Unfortunately Echternach suffered enormously at the end of the Second World War, especially during the Battle of the Bulge. It was successfully restored after the war, and has since regained its place as one of the main cultural and architectural centres of the country. Having built a lake for leisure activities helped develop tourism.
Echternach, the oldest town in Luxembourg, developed around the monastery which Willibrord, an Anglo-Saxon, Benedictine monk, founded in 698 AD. Originally from Ireland, he became the first bishop of Utrecht and worked to Christianize the inhabitants this region in the center of Europe. Willibrord was Echternach monastery's abbot until his death in 739. It is in his honor that the dancing procession came into existance. The "Sprangprozessioun" attracts thousands of pilgrims from the Netherlands, Germany and Luxembourg every year.

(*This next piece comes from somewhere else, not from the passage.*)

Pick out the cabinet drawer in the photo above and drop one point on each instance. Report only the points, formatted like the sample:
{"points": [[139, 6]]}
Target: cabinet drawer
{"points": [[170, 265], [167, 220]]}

Both the monastery and the town prospered over the next centuries, but especially in the 8th and 11th centuries. Then the monastery was renowned for the outstanding quality of its Scriptorium, which produced priceless books such as the Codex Aureus Epternacensis and the Codex Aureus Escorealensis and many others. Today these works are spread all over Europe. , until the monastery was dissolved in 1797, during the French revolution. The town knew a dramatic economic decline which came to an end when the tourists discovered the beauty and charm of Luxembourg's Little Switzerland (Müllerthal).